De bewindslieden schrijven in de beleidsreactie dat het onderzoek van de rijksinspecties plaats vond in een periode (najaar 2007), waarin de planning, voorbereiding en uitvoering van de brandveiligheidsmaatregelen nog in volle gang was en ook op een aantal punten is aangepast. In februari 2008 is de Tweede Kamer middels de derde voortgangsrapportage brandveiligheid, geïnformeerd over de extra genomen maatregelen en de aangepaste planning van het verbeterproces. Bij de nieuwe planning wordt voorrang gegeven aan de uitvoering van maatregelen die nodig zijn om de 'basiscelveiligheid' te maximaliseren. Ook is meer rekening gehouden met maatwerk ten behoeve van de inrichtingen, de capaciteit van bouwbedrijven en bouwkundig adviseurs in de markt.

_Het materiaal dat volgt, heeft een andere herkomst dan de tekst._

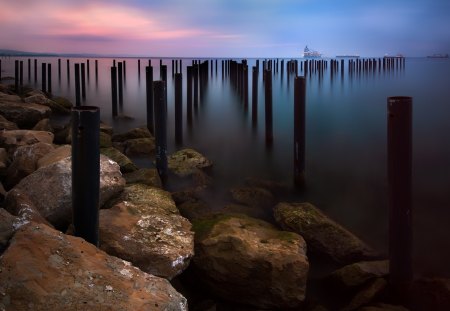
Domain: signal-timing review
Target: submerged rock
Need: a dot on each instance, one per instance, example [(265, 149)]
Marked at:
[(185, 162), (249, 261), (146, 229), (50, 187), (323, 235), (44, 269)]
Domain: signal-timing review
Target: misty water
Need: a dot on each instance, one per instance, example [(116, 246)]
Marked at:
[(346, 131)]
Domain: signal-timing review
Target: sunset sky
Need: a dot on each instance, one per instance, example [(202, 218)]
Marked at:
[(230, 28)]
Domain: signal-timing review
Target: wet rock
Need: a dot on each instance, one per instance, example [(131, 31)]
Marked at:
[(19, 204), (187, 161), (43, 269), (140, 132), (55, 155), (25, 115), (367, 294), (126, 165), (6, 228), (358, 273), (249, 261), (323, 235), (24, 162), (431, 294), (7, 125), (41, 99), (253, 196), (146, 176), (56, 205), (11, 140), (382, 307), (147, 230), (43, 125), (4, 161)]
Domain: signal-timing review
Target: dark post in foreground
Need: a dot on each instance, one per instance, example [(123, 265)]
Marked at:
[(86, 172), (399, 193), (299, 131), (160, 99), (77, 86)]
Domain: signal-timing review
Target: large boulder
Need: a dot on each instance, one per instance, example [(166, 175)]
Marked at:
[(323, 235), (146, 229), (11, 140), (25, 115), (24, 162), (43, 269), (249, 261), (50, 188)]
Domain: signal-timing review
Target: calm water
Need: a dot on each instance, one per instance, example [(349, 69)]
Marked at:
[(346, 139)]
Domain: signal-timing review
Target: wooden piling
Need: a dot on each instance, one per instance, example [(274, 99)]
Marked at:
[(400, 195)]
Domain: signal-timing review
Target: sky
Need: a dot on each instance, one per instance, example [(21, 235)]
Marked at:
[(226, 28)]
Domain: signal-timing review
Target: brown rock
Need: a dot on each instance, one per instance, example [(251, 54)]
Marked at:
[(24, 162), (323, 235), (249, 261), (56, 205), (44, 269), (146, 176)]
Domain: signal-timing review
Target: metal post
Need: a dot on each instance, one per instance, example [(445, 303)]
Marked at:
[(49, 80), (149, 89), (299, 130), (399, 193), (77, 86), (83, 81), (44, 77), (114, 90), (86, 172), (268, 106), (178, 108), (160, 128)]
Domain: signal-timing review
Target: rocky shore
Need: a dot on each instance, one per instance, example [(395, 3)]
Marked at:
[(173, 248)]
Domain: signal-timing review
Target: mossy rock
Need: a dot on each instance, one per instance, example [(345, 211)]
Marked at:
[(126, 165)]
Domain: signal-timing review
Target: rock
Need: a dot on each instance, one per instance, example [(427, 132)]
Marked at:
[(367, 294), (4, 161), (45, 101), (249, 261), (186, 161), (11, 140), (140, 132), (382, 307), (7, 125), (431, 294), (323, 235), (43, 125), (139, 146), (359, 273), (105, 140), (25, 115), (253, 196), (126, 165), (19, 204), (146, 176), (44, 269), (194, 209), (251, 211), (147, 230), (55, 155), (56, 205), (24, 162), (6, 229)]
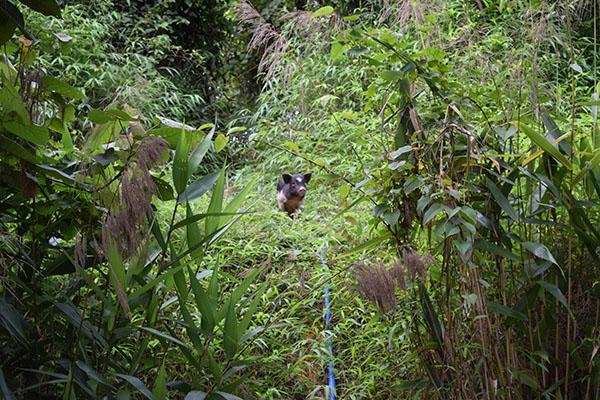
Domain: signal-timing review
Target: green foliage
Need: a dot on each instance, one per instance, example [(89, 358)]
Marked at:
[(454, 149)]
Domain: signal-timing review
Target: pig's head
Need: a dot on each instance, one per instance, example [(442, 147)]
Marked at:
[(296, 184)]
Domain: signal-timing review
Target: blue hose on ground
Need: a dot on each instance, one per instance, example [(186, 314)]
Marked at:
[(330, 370)]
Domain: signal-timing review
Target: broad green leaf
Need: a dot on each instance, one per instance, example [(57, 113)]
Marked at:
[(539, 250), (180, 164), (432, 321), (64, 89), (228, 396), (196, 189), (198, 217), (555, 133), (363, 246), (98, 116), (390, 75), (156, 281), (160, 384), (498, 308), (211, 224), (557, 294), (397, 153), (6, 392), (34, 134), (431, 212), (164, 336), (525, 377), (92, 373), (545, 145), (116, 263), (502, 201), (46, 7), (230, 330), (321, 12), (232, 207), (251, 310), (337, 51), (292, 146), (138, 384), (484, 245), (220, 142), (203, 303), (11, 101), (181, 285), (193, 235), (196, 395), (13, 322), (7, 26), (160, 239), (199, 153), (190, 325), (236, 129)]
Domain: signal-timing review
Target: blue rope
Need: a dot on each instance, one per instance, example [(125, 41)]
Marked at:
[(330, 370)]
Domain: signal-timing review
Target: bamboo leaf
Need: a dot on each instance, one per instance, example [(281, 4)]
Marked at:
[(323, 11), (180, 164), (203, 303), (363, 246), (539, 250), (160, 384), (230, 330), (557, 294), (193, 235), (545, 145), (432, 321), (197, 189), (6, 392), (498, 308), (200, 151), (502, 201), (138, 384), (212, 223)]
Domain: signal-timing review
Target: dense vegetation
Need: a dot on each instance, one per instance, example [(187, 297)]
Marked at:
[(453, 210)]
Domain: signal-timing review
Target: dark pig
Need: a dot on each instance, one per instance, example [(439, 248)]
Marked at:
[(290, 192)]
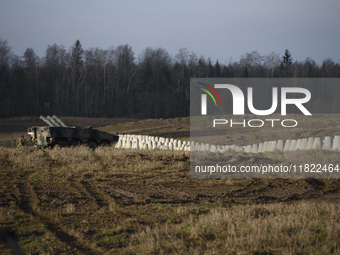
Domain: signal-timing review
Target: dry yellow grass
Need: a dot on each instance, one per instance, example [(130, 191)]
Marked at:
[(144, 202)]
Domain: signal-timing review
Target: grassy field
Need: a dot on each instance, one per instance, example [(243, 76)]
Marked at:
[(115, 201)]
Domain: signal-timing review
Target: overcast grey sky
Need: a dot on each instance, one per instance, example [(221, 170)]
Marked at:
[(218, 29)]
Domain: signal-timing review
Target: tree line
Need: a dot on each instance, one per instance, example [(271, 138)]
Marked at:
[(116, 83)]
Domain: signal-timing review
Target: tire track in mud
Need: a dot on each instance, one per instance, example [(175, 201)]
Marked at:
[(28, 203)]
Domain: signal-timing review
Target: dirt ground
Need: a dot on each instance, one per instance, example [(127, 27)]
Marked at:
[(75, 201)]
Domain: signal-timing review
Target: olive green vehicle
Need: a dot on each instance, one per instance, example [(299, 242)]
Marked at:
[(50, 136)]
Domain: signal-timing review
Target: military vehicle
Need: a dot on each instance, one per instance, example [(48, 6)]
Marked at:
[(58, 134)]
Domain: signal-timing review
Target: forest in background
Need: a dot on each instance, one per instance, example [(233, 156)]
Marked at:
[(116, 83)]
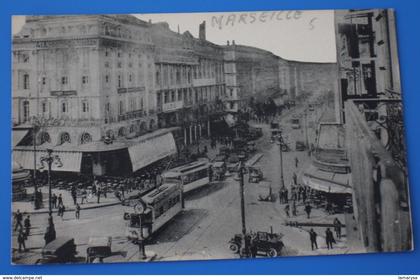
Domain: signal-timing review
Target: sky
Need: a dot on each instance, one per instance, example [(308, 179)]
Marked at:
[(294, 35)]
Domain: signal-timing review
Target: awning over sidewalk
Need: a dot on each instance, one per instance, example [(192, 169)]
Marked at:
[(71, 161), (329, 182), (151, 150), (18, 135)]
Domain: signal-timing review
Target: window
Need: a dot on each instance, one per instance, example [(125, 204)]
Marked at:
[(25, 111), (85, 107), (64, 108), (119, 80), (26, 81)]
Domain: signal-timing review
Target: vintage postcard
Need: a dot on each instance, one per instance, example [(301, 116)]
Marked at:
[(165, 137)]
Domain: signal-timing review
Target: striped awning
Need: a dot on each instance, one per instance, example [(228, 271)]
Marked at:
[(151, 150), (70, 161)]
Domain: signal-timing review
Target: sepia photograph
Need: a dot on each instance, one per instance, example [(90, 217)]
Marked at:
[(202, 136)]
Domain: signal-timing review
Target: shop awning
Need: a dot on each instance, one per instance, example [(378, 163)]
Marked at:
[(329, 182), (151, 150), (18, 135), (71, 161)]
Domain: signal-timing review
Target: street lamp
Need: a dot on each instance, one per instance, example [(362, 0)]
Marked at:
[(246, 251), (280, 143), (49, 159)]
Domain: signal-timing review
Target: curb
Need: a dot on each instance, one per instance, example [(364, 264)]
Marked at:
[(72, 209)]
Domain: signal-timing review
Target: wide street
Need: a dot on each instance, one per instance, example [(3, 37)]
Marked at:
[(211, 215)]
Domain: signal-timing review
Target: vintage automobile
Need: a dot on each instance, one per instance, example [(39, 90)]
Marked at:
[(255, 174), (233, 163), (251, 147), (265, 192), (300, 145), (98, 248), (219, 169), (267, 243), (60, 250), (295, 122)]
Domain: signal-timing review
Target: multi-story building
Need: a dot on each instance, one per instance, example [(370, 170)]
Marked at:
[(249, 73), (189, 80), (78, 80), (371, 107)]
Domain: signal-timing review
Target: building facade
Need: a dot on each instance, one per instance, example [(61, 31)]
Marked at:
[(249, 73), (371, 107)]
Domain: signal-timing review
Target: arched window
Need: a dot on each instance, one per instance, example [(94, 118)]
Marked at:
[(45, 137), (64, 107), (122, 131), (65, 138), (25, 110), (85, 138)]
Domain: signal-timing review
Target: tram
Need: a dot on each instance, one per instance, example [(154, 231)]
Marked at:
[(149, 213), (192, 175)]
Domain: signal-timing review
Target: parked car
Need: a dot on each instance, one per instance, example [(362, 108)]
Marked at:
[(300, 145), (60, 250), (270, 244), (98, 247)]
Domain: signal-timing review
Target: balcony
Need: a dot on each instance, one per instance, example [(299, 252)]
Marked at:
[(172, 106), (130, 115), (204, 82)]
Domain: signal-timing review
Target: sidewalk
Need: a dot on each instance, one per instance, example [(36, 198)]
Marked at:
[(28, 206)]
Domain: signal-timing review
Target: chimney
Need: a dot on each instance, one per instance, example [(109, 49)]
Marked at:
[(202, 31)]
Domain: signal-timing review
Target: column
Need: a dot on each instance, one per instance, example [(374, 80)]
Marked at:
[(195, 132), (190, 134), (208, 129)]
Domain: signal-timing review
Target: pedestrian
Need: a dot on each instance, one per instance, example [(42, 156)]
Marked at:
[(77, 211), (61, 210), (287, 210), (329, 238), (73, 193), (84, 196), (294, 209), (337, 227), (308, 210), (286, 196), (60, 200), (54, 200), (50, 232), (18, 220), (98, 193), (27, 225), (312, 237), (21, 240)]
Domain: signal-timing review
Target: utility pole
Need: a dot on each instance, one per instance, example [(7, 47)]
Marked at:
[(245, 252)]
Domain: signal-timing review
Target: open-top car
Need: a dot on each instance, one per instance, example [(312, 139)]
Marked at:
[(267, 243)]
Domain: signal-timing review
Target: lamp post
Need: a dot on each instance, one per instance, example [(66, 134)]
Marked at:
[(245, 252), (49, 159), (280, 143)]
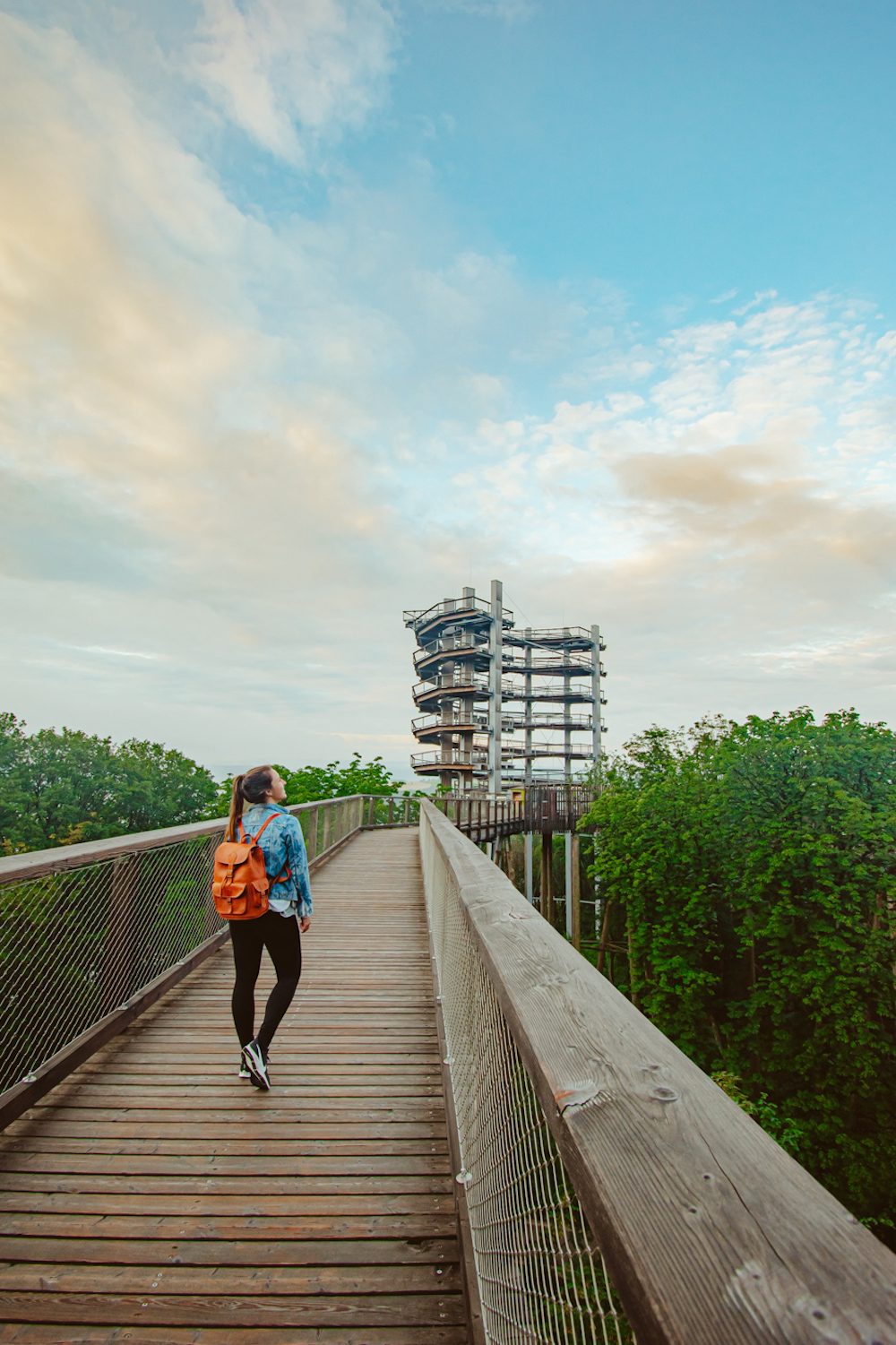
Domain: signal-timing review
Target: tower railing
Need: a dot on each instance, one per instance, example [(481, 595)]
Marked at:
[(90, 935), (600, 1172)]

Als tweede hoofdconclusie stellen de inspecties dat de lopende en nieuw aangekondigde acties het vertrouwen geven dat het veiligheidsniveau op termijn op papier voldoende zal zijn. Extra aandacht is daarom volgens de bewindslieden nodig voor de zogenoemde borging van de maatregelen en een duurzame versterking van het veiligheidsbewustzijn onder de medewerkers. De bewindslieden onderschrijven deze conclusie en stellen dat in de afgelopen periode vooral is ingezet op de ontwikkeling en implementatie van de verbetermaatregelen. De borging van de maatregelen en een duurzame versterking van het veiligheidsbewustzijn vormen het sluitstuk van dit proces en waren ook alszodanig geprogrammeerd. Volgens de planning is de beleidsvorming inmiddels afgerond. Voorbeelden daarvan zijn het vaststellen van de calamiteitenplannen en het opstellen van nieuwe alarmeringsregelingen. Ook de uitvoering van de maatregelen is ver gevorderd. Zo hebben inmiddels 13.000 DJI-medewerkers een opleiding tot bedrijfshulpverlener gevolgd en zijn er circa 15.000 rook- brandmelders geplaatst. Het doorvoeren van de bouwkundige aanpassingen door de Rijksgebouwendienst loopt volgens de aangepaste planning tot 2011.

In de beleidsreactie schrijven de bewindslieden dat zij de zeven aanbevelingen van de rijksinspecties overnemen en concreet uitwerken. Daarbij achten zij het van belang om meer dan tot dusver rekening te houden met de complexiteit van de uitvoering en de verschillen tussen inrichtingen. Dit vraagt volgens de bewindslieden om maatwerk op verschillende terreinen, zoals de organisatie van de bedrijfshulpverlening als ook de vraag of het zinvol is om alle gebouwen op nieuwbouwniveau te brengen. Belangrijke instrumenten om de alertheid en de bewustwording van de genomen veiligheidsmaatregelen onder de medewerkers te vergroten zijn opleiden, oefenen, het versterken van het leervermogen op basis van incidenten en een campagne veiligheidsbewustzijn. Ook op het niveau van sturing en organisatie wordt de aandacht voor het veiligheidsbewustzijn verbeterd, door onder meer implementatie van een overkoepelende veiligheidsvisie, systematische aandacht in de planning- en controlecyclus en een actief gebruik van de Risico-inventarisatie en evaluatie (RI&E).

Het onderzoek van de rijksinspecties was een vervolg op een eerder onderzoek naar de justitiële inrichtingen. De bewindslieden achten het wenselijk dat de inspecties in 2010 na de voltooiing van de huidige planning van het verbeterproces opnieuw een inspectie terzake uitvoeren.